Pressure is Australia’s downfall when it comes to trying to conquer the Kiwis, Rod Kafer says.
Former Wallaby Kafer, who is heading up a new national coaching development plan including the creation of a national advisory panel, said Australia’s lopsided record against New Zealand was a self-fulfilling prophecy.
No Aussie side has bested a New Zealand team since May last year when the Waratahs beat the Chiefs and it was a year earlier that they were the most recent team to win in New Zealand.
Australian skills fall down under pressure, Kafer said, in part because of the cycle of doubt created by the past.
“I think there’s absolutely a technical component around how we’re playing the game,” he said.
“It manifests itself in some of the mental issues we’ve had. We’ve become accustomed to, and it’s not a criticism it’s just what happens, we start to self-perpetuate this idea that it's difficult to beat New Zealand teams.
“Everybody talks about it - in the media we all talk about how tough it is and it starts to leach into players and the way they perform and they feel that pressure.
“When we feel pressure, our skills start to break down.
"When our skills start to break down we drop the ball, miss tackles and we lose matches.
“We’ve got to increase our capacity to deal with pressure and to deliver skills under pressure - that’s reflected in how we train, how we play, how we prepare for games and the mental approach in terms of changing the mindset from being a close loss to a close win.”

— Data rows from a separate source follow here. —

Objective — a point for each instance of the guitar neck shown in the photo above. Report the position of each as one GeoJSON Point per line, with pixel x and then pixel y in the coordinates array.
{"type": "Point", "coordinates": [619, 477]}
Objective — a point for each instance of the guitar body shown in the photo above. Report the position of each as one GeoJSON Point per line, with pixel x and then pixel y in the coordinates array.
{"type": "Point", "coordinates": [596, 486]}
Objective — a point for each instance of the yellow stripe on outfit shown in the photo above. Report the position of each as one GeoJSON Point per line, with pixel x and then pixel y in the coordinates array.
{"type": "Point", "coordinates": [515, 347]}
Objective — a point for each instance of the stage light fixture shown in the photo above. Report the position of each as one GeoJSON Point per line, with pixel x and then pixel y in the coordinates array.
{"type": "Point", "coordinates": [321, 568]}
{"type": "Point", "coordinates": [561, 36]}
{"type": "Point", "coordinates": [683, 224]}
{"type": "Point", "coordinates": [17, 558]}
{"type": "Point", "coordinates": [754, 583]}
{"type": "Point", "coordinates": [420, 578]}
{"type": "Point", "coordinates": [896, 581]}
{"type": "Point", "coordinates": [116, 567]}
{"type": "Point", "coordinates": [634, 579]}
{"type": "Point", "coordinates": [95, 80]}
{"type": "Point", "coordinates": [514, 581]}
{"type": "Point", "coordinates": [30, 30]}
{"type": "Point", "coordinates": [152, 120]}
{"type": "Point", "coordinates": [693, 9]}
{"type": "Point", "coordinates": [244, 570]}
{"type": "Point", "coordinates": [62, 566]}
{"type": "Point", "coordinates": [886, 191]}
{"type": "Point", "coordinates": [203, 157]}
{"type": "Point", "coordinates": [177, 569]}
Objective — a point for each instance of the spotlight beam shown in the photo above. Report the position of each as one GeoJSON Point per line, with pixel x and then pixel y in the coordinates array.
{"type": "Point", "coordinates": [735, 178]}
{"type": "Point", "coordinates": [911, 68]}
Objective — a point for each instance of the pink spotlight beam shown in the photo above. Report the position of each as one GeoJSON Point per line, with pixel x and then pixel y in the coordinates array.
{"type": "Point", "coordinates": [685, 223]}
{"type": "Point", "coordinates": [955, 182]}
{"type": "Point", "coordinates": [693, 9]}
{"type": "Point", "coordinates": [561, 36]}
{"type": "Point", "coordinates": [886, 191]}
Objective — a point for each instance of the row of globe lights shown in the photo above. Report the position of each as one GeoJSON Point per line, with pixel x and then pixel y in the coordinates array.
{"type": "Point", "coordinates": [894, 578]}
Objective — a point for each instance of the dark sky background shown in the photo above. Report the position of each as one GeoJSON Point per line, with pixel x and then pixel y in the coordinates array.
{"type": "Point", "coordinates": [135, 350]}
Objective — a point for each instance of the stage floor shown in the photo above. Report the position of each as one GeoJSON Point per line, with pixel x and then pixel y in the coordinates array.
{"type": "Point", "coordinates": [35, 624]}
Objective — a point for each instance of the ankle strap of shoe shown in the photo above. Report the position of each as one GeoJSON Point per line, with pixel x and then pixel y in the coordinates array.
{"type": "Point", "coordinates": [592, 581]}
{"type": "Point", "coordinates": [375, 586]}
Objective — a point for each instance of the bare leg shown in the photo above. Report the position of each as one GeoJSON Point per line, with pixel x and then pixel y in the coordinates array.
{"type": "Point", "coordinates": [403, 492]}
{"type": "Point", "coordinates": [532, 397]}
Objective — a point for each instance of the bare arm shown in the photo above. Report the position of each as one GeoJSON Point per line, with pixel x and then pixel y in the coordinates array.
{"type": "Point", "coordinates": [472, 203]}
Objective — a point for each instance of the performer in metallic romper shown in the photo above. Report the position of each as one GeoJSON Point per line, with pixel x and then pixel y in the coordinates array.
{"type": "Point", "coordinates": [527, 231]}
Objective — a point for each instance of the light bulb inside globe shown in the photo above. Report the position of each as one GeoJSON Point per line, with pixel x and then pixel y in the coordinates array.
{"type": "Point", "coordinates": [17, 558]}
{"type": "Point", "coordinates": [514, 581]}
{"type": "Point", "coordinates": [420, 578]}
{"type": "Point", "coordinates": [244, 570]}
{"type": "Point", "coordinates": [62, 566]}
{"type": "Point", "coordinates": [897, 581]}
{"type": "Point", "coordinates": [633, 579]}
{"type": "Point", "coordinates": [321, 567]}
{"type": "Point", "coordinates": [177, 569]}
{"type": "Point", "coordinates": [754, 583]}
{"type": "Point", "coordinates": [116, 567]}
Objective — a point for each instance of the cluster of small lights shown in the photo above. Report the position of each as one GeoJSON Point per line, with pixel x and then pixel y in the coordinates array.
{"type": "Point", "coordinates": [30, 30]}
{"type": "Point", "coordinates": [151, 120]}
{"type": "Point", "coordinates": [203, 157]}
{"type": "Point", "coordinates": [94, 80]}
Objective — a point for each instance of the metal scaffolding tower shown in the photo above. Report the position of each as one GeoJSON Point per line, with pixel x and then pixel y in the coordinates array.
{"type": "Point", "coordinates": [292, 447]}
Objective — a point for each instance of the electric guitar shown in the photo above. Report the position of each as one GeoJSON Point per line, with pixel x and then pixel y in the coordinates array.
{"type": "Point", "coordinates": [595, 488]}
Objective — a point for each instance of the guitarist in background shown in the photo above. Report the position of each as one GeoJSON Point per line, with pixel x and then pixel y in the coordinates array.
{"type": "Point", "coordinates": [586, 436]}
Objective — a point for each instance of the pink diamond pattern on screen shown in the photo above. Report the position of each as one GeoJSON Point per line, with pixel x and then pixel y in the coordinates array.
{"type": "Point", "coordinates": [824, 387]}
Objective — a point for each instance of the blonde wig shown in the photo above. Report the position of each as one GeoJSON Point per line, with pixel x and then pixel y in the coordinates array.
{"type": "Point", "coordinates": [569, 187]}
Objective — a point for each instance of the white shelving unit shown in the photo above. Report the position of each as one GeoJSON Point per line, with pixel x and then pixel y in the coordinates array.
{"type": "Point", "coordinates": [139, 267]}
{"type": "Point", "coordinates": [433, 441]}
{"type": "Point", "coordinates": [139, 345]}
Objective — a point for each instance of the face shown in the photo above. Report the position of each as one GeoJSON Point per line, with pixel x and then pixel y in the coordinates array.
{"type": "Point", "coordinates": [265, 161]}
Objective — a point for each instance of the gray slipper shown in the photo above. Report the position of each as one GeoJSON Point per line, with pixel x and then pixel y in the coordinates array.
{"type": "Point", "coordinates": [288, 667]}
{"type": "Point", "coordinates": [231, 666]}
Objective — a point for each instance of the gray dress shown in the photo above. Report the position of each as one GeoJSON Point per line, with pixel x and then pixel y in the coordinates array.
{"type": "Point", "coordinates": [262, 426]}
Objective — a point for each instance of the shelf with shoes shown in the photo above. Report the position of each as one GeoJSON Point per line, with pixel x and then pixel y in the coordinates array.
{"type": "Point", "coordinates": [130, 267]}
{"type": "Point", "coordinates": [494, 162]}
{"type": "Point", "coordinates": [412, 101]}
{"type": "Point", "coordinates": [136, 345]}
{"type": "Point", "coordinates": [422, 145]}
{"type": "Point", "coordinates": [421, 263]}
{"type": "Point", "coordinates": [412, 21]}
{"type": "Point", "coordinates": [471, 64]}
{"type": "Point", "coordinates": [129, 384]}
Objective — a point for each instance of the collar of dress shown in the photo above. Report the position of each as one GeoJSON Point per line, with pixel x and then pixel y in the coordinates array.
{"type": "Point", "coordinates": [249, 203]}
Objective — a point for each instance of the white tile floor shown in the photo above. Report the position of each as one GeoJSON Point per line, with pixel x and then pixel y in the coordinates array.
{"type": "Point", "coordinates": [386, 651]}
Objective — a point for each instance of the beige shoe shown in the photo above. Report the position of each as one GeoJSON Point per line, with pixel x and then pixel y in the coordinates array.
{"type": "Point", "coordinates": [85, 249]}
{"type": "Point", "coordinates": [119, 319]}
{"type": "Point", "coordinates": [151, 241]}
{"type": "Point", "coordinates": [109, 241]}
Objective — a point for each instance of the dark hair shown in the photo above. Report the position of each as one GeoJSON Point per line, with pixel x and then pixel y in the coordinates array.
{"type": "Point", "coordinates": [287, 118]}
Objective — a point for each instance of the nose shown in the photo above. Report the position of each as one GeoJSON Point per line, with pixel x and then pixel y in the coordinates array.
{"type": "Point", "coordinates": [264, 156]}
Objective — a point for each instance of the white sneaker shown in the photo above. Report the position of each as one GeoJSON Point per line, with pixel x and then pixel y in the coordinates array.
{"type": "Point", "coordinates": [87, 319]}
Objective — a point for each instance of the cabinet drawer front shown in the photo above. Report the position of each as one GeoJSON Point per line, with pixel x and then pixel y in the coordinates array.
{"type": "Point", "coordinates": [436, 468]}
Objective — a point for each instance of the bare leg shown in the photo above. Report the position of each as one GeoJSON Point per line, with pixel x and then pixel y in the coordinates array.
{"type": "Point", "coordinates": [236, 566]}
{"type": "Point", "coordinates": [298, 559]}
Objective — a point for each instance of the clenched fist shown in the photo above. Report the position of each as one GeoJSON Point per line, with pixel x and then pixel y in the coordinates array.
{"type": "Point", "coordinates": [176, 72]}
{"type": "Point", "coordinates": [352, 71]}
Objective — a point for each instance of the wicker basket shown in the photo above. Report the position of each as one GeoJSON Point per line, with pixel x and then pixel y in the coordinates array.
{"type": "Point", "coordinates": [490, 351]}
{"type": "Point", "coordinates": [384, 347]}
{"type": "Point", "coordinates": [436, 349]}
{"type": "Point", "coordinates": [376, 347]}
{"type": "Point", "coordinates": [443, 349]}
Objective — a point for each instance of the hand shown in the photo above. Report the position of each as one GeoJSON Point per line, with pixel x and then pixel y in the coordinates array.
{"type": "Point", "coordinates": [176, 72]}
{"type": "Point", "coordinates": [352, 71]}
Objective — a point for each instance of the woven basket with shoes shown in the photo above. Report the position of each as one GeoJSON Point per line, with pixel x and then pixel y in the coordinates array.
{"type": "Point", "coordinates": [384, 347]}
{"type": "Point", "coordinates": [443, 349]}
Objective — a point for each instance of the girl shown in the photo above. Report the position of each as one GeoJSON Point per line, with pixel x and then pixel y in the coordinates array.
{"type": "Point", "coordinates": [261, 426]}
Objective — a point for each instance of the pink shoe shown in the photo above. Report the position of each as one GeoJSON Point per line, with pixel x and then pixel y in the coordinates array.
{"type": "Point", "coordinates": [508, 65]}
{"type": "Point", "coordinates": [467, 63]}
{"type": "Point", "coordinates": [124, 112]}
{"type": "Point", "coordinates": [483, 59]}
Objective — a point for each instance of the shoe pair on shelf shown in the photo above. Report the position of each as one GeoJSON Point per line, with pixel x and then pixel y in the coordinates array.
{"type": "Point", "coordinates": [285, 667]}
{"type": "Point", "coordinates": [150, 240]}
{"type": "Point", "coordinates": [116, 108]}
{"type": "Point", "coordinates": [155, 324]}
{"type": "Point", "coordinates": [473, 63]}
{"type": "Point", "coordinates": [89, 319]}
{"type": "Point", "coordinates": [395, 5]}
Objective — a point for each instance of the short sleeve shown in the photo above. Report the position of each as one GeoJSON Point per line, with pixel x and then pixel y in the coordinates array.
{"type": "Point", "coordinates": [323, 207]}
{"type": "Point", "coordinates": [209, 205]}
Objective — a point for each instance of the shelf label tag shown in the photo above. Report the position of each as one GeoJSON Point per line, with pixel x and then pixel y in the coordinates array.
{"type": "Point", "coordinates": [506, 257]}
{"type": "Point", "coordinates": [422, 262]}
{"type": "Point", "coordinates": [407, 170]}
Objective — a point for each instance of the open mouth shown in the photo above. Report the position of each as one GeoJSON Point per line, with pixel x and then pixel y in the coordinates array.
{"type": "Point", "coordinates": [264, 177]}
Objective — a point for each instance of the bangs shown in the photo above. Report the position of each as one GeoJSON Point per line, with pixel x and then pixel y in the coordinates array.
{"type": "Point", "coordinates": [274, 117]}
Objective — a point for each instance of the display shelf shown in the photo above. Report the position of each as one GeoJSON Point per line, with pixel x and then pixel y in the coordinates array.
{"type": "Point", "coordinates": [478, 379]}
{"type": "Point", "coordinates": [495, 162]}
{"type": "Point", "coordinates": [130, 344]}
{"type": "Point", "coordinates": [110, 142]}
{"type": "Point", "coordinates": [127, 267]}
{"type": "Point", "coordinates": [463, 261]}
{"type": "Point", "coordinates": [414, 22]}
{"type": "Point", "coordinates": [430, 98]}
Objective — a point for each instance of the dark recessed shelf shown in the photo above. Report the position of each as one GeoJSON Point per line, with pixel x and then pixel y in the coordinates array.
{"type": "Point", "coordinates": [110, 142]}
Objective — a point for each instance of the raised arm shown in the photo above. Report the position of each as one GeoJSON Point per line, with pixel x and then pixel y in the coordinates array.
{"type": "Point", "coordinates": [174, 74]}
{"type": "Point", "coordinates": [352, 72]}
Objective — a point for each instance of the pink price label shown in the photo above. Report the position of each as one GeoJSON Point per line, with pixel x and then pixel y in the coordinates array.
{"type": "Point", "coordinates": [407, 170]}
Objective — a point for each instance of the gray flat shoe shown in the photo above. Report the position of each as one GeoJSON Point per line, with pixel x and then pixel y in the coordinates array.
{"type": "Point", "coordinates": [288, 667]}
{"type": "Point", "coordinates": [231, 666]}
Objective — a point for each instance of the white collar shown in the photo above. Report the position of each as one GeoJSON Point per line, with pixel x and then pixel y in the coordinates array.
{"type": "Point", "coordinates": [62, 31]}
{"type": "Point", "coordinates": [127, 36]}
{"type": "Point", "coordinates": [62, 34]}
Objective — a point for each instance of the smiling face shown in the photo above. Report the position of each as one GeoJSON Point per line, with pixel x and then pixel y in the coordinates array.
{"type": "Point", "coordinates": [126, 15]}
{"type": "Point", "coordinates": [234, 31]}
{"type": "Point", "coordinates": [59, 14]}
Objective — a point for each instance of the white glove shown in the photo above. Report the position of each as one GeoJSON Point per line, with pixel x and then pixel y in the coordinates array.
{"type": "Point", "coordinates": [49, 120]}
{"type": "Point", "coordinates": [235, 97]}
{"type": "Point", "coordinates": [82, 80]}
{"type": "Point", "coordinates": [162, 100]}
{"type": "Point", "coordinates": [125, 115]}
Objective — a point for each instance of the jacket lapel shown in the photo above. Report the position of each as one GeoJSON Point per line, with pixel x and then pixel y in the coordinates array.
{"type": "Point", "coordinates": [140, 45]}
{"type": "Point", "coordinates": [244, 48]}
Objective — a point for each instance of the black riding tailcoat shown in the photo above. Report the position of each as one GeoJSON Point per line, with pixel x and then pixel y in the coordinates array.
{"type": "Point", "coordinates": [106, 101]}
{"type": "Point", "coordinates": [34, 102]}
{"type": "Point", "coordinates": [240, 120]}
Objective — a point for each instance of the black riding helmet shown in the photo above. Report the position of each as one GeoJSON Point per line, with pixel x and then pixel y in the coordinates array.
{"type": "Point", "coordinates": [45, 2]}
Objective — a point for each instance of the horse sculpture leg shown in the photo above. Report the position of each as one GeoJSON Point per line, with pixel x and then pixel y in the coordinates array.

Kafer wants every rugby fan to be able to identify what ‘Australian rugby’ means, and his new coaching development role is to help establish that definition.
Kafer said Australia’s glory days in rugby could be identified by the recognition of a unified approach to rugby.
“We need to establish in Australia a concept of a unity of purpose, what it is we’re about, (so) when somebody looks at an Australian team play, they can immediately identify it.
“At the moment I don’t think we’ve got that, we’ve seen it in parts but I don’t think we’ve got it.
“When Australia was great, we recognised that there was a team who were innovative, they were thoughtful, they were prepared to bring something a little bit different. They’re the qualities that many people regard Australian rugby as having and we played a running game of rugby.
"Is that still relevant today? We have to determine what’s the right mechanism for the game at the moment."
The former Wallaby rejected the notion that all Australian teams would need to play exactly the same way to fit that identity, though.
ARU high performance manager Ben Whitaker said part of that was working with all levels of coaches, who might be disconnected.